Still, Oikle was not an instant convert.

“I don’t think I was negative. I sort of just passed it off for awhile. You know. Chips. It is in the back of your mind that you shouldn’t eat this trash. I think I was like everybody, saying, ‘I’ll lose a few pounds,’ make yourself feel good. But my wife had to change, because of the cholesterol, and that got us talking about changing. I think I gotta give the credit to my wife. If it wasn’t for her, I wouldn’t have done it, period.”

Most truckers never compare notes on food or talk about their weight or diets, according to Oikle.

“For most people (the motivation for changing) is being cost-conscious on the road. For many that would probably be the first concern. You are not going to hear a lot about tofu in truckers’ vocabulary. It doesn’t go any further than talk.”

Fortunately, Joyce knows a lot about good eating. Her cooking style was already good, like not eating prepared food, not using salt and giving Oikle the choice of adding cream or butter to his mashed potatoes. She also was not bashful about telling him, “Bernie, you need to lose some weight too.”

Now fast-forward to any week in the last two years: Oikle needs food for a four-day, Tuesday to Saturday run between Nova Scotia and Ontario.

For his breakfasts, Bernie stocks the cupboard in his sleeper with boxes of cereal, and Joyce packs bowls of pre-cut fruit, like oranges, grapefruit and grapes, maybe with a bit of orange juice added.

Bananas, which go brown too quickly to be pre-cut, are to be eaten separately.

Breakfast is the one meal that Oikle occasionally tires of.

“Once in awhile it is nice to get into a restaurant and see some people and eat a big greasy meal. But I feel like hell afterward. It tastes good, but you don’t feel too good,” he confesses. Most of the time however, he orders porridge and poached eggs.

For lunch (dinner for them Nova Scotianers) Oikle and Joyce prepare four Tupperware containers (tried and true technology, Joyce notes) of salad, each of which begins as a base of at least two cups of pre-washed salad and some mushrooms and baby carrots.

At meal time Oikle doctors up the salad with a hard-boiled egg (he takes a ration of four every week) he peels and slices up, baggies of sliced cucumbers and tomatoes and maybe some cheese and cut-up roast or pork chops, also stored separately. He uses fat-free dressing or rice vinegar.

“I can eat a lot of salads before I get tired of them,” he says.

During the week Joyce cooks a few more veggies and meat than she needs for her suppers, packs the extra, with a half-cup of noodles or brown rice in tin trays she buys at the Dollar Store and stores them in the freezer.

On departure day Bernie picks out four suppers; the choice ranges from bean and ham, fish, roast beef, roast pork, turkey, pork chops or even lasagne, his favourite, in any given week.

Not everything works though.
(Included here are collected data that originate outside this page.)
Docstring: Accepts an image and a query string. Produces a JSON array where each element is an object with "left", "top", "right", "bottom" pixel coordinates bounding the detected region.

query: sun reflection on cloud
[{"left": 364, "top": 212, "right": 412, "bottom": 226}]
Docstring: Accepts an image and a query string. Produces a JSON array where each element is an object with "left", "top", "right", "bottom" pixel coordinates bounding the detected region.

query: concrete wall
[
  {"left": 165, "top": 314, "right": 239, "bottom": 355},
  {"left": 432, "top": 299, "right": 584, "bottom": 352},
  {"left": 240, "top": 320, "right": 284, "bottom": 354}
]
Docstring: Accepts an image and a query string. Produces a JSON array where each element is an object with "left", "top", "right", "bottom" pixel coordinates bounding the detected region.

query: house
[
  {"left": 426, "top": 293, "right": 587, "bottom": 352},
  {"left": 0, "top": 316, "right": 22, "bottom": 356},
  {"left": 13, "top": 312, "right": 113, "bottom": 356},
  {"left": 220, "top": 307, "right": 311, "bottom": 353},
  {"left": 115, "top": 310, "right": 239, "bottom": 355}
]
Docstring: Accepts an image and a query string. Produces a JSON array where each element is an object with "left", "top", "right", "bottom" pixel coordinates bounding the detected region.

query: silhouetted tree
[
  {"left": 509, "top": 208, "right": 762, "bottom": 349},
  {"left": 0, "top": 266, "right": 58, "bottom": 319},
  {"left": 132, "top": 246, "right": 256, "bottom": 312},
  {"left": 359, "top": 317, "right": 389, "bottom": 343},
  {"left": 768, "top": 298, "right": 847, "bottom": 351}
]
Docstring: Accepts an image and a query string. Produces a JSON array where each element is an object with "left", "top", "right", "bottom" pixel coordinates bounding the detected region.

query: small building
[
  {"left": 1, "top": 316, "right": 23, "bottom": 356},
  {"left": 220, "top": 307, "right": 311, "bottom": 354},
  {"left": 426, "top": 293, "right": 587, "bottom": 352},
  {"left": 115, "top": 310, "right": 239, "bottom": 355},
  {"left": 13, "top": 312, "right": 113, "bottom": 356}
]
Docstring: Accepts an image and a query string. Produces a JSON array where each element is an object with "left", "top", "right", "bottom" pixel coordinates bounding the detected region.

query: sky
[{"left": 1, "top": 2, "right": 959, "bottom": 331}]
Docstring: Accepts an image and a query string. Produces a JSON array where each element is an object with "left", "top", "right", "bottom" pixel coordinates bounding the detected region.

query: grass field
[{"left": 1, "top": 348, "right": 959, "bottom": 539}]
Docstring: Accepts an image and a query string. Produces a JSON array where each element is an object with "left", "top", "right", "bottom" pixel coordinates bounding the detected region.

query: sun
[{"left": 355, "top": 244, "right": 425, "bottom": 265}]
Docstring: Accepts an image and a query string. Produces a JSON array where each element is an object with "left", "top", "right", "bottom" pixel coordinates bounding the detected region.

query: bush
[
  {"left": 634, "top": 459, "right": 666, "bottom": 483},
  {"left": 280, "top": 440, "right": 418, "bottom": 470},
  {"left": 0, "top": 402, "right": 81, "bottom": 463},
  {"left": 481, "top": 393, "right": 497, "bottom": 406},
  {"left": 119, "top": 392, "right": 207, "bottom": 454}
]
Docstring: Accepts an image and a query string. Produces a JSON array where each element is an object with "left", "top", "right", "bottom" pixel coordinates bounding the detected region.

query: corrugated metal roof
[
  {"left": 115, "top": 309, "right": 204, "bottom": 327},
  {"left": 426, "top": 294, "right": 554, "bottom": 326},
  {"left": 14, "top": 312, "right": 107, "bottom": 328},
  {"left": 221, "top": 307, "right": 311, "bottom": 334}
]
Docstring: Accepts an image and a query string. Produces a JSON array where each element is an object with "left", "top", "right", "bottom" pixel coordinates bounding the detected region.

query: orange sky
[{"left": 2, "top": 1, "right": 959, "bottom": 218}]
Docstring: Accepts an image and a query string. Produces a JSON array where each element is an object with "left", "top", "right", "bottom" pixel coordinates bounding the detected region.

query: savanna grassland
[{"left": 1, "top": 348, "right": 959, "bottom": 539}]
Cream of chicken soup with the veggies was axed, and potatoes, in addition to being a rather pointless food, do not freeze well.

For desserts or the odd snack Bernie likes fruit or yogurt.
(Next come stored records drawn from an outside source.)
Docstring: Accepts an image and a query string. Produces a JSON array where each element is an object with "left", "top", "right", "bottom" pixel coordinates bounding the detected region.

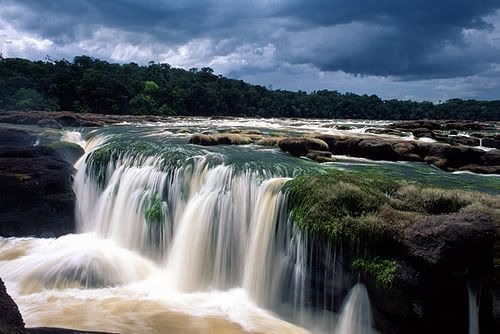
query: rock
[
  {"left": 364, "top": 213, "right": 497, "bottom": 334},
  {"left": 306, "top": 150, "right": 335, "bottom": 163},
  {"left": 315, "top": 135, "right": 362, "bottom": 156},
  {"left": 278, "top": 137, "right": 329, "bottom": 157},
  {"left": 0, "top": 278, "right": 26, "bottom": 334},
  {"left": 256, "top": 137, "right": 283, "bottom": 147},
  {"left": 0, "top": 128, "right": 36, "bottom": 146},
  {"left": 49, "top": 142, "right": 85, "bottom": 164},
  {"left": 189, "top": 134, "right": 218, "bottom": 146},
  {"left": 449, "top": 130, "right": 459, "bottom": 135},
  {"left": 189, "top": 133, "right": 253, "bottom": 146},
  {"left": 481, "top": 150, "right": 500, "bottom": 166},
  {"left": 392, "top": 142, "right": 423, "bottom": 162},
  {"left": 0, "top": 146, "right": 76, "bottom": 237},
  {"left": 37, "top": 119, "right": 63, "bottom": 129},
  {"left": 390, "top": 121, "right": 442, "bottom": 131},
  {"left": 336, "top": 125, "right": 352, "bottom": 130},
  {"left": 482, "top": 138, "right": 500, "bottom": 149},
  {"left": 357, "top": 139, "right": 399, "bottom": 161},
  {"left": 213, "top": 133, "right": 253, "bottom": 145},
  {"left": 412, "top": 128, "right": 435, "bottom": 138},
  {"left": 434, "top": 135, "right": 480, "bottom": 146},
  {"left": 365, "top": 128, "right": 407, "bottom": 137}
]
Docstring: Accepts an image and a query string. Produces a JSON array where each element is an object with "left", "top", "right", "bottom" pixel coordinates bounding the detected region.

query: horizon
[{"left": 1, "top": 1, "right": 500, "bottom": 102}]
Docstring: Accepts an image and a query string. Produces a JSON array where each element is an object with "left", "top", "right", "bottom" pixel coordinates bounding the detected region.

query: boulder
[
  {"left": 412, "top": 128, "right": 435, "bottom": 138},
  {"left": 364, "top": 213, "right": 497, "bottom": 334},
  {"left": 483, "top": 138, "right": 500, "bottom": 149},
  {"left": 49, "top": 141, "right": 85, "bottom": 164},
  {"left": 306, "top": 150, "right": 335, "bottom": 163},
  {"left": 278, "top": 137, "right": 329, "bottom": 157},
  {"left": 0, "top": 146, "right": 76, "bottom": 237},
  {"left": 213, "top": 133, "right": 253, "bottom": 145},
  {"left": 357, "top": 139, "right": 399, "bottom": 161},
  {"left": 189, "top": 134, "right": 218, "bottom": 146}
]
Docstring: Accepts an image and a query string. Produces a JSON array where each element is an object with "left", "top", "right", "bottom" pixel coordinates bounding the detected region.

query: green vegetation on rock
[
  {"left": 352, "top": 258, "right": 398, "bottom": 287},
  {"left": 144, "top": 193, "right": 165, "bottom": 224},
  {"left": 285, "top": 169, "right": 499, "bottom": 242}
]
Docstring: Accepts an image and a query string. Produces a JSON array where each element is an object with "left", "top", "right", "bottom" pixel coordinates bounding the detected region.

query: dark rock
[
  {"left": 365, "top": 128, "right": 407, "bottom": 137},
  {"left": 481, "top": 150, "right": 500, "bottom": 166},
  {"left": 357, "top": 139, "right": 399, "bottom": 160},
  {"left": 37, "top": 119, "right": 63, "bottom": 129},
  {"left": 49, "top": 142, "right": 85, "bottom": 164},
  {"left": 0, "top": 278, "right": 26, "bottom": 334},
  {"left": 0, "top": 128, "right": 36, "bottom": 146},
  {"left": 0, "top": 146, "right": 76, "bottom": 237},
  {"left": 412, "top": 128, "right": 435, "bottom": 138},
  {"left": 482, "top": 138, "right": 500, "bottom": 149},
  {"left": 306, "top": 150, "right": 334, "bottom": 163},
  {"left": 434, "top": 135, "right": 480, "bottom": 146},
  {"left": 449, "top": 130, "right": 459, "bottom": 135},
  {"left": 278, "top": 137, "right": 329, "bottom": 157},
  {"left": 364, "top": 213, "right": 497, "bottom": 334}
]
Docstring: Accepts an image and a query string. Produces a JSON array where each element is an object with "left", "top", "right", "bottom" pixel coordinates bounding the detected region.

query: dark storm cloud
[{"left": 1, "top": 0, "right": 499, "bottom": 80}]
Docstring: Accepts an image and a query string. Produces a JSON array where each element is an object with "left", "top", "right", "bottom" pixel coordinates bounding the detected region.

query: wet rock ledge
[{"left": 0, "top": 128, "right": 81, "bottom": 238}]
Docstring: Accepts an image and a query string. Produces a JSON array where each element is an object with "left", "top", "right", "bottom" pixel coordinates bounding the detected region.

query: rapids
[{"left": 1, "top": 117, "right": 498, "bottom": 334}]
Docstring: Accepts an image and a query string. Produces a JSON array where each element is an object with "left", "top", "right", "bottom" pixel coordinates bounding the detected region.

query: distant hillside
[{"left": 0, "top": 56, "right": 499, "bottom": 120}]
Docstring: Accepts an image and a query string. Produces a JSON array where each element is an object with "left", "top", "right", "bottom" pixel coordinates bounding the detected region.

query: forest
[{"left": 0, "top": 55, "right": 499, "bottom": 120}]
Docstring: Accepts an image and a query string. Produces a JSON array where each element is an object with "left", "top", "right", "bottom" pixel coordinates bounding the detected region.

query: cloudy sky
[{"left": 1, "top": 0, "right": 499, "bottom": 101}]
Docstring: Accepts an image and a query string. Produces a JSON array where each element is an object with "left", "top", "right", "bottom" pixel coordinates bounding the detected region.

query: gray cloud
[{"left": 0, "top": 0, "right": 499, "bottom": 100}]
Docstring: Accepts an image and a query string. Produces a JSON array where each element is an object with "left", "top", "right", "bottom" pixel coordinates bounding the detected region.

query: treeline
[{"left": 0, "top": 56, "right": 499, "bottom": 120}]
“You never get tired of low-fat peach yogurt. Throw a little fruit in that and you get a nice sweet dessert and low calories.”
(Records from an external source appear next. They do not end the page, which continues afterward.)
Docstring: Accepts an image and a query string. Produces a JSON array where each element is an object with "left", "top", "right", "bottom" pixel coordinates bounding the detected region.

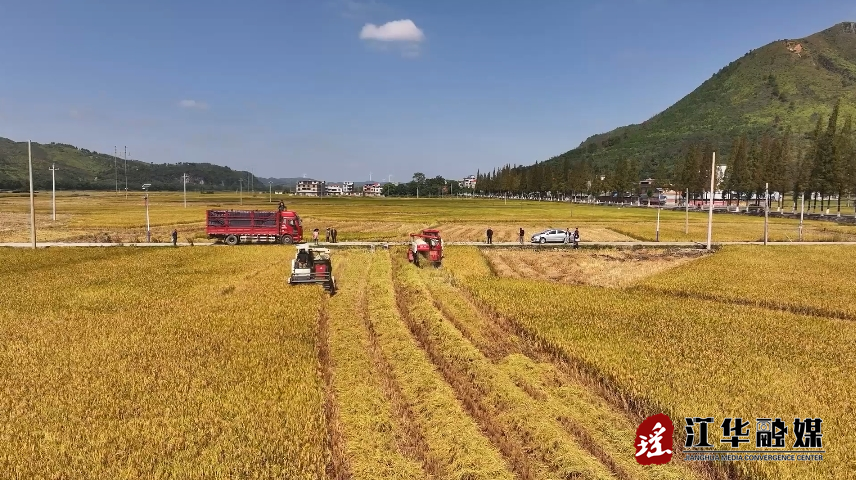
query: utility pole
[
  {"left": 145, "top": 193, "right": 151, "bottom": 242},
  {"left": 49, "top": 164, "right": 58, "bottom": 221},
  {"left": 182, "top": 173, "right": 188, "bottom": 208},
  {"left": 124, "top": 146, "right": 128, "bottom": 199},
  {"left": 799, "top": 191, "right": 805, "bottom": 241},
  {"left": 764, "top": 182, "right": 769, "bottom": 246},
  {"left": 114, "top": 146, "right": 118, "bottom": 193},
  {"left": 239, "top": 179, "right": 243, "bottom": 205},
  {"left": 269, "top": 182, "right": 272, "bottom": 203},
  {"left": 685, "top": 188, "right": 689, "bottom": 235},
  {"left": 28, "top": 141, "right": 36, "bottom": 249},
  {"left": 656, "top": 206, "right": 661, "bottom": 242},
  {"left": 706, "top": 152, "right": 715, "bottom": 251}
]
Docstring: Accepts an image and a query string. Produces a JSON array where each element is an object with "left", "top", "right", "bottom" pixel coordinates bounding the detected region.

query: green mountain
[
  {"left": 542, "top": 22, "right": 856, "bottom": 174},
  {"left": 0, "top": 137, "right": 263, "bottom": 191}
]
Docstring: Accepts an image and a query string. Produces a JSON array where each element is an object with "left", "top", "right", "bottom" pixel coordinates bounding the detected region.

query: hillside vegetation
[
  {"left": 521, "top": 22, "right": 856, "bottom": 177},
  {"left": 0, "top": 137, "right": 262, "bottom": 191}
]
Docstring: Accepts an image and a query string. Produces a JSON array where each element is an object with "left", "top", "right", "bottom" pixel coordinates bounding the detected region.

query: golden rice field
[
  {"left": 2, "top": 192, "right": 855, "bottom": 479},
  {"left": 3, "top": 191, "right": 856, "bottom": 243}
]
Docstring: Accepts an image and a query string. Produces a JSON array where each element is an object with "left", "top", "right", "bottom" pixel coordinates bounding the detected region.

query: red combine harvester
[
  {"left": 206, "top": 209, "right": 303, "bottom": 246},
  {"left": 407, "top": 229, "right": 443, "bottom": 268}
]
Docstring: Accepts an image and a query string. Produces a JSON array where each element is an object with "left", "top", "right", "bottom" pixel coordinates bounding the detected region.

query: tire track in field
[{"left": 317, "top": 259, "right": 353, "bottom": 480}]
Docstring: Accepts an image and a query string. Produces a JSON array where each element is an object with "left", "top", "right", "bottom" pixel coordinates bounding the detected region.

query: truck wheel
[
  {"left": 225, "top": 235, "right": 239, "bottom": 246},
  {"left": 280, "top": 235, "right": 293, "bottom": 245}
]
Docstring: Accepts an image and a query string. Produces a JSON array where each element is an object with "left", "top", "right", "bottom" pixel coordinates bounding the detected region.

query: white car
[{"left": 531, "top": 229, "right": 569, "bottom": 244}]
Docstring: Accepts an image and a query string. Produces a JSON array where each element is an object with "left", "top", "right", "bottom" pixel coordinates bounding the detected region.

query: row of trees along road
[
  {"left": 382, "top": 172, "right": 475, "bottom": 197},
  {"left": 475, "top": 100, "right": 856, "bottom": 215}
]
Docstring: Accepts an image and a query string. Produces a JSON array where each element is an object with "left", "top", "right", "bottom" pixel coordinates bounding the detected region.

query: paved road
[{"left": 3, "top": 241, "right": 856, "bottom": 248}]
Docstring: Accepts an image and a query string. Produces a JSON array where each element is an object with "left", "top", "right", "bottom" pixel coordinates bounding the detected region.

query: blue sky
[{"left": 1, "top": 0, "right": 854, "bottom": 182}]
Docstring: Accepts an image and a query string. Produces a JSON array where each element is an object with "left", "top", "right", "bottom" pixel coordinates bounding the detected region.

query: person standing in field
[
  {"left": 486, "top": 227, "right": 493, "bottom": 244},
  {"left": 171, "top": 229, "right": 178, "bottom": 246},
  {"left": 518, "top": 227, "right": 525, "bottom": 244},
  {"left": 332, "top": 228, "right": 338, "bottom": 243},
  {"left": 313, "top": 228, "right": 320, "bottom": 245},
  {"left": 325, "top": 227, "right": 330, "bottom": 243}
]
Oikle stays away from bread now, and has given up his gallon-or-so of orange juice (too much useless sugar) a week in favour of water and fruit – cheaper and healthier.

He does sin occasionally.

“Once in awhile I will hit a vending machine or catering truck for date turnovers. You can’t resist that,” he says. Oikle has a couple of pointers to help a fellow stick to his home meal plan.

“You want something easy to prepare. You don’t want to be in your truck slicing and dicing. You don’t want to be prepping anything.”

And probably the biggest challenge to sticking to a home meal plan is to always have food you can look forward to eating, he adds.

“If you’ve got to eat something you don’t want to eat, it is going to be a drag.”

Variety is really important, adds Joyce, who also counsels, “And when you do get tired of it, take a break. Don’t deprive yourself. Eat that restaurant meal, but eat healthier. Pick the better stuff from the buffet.”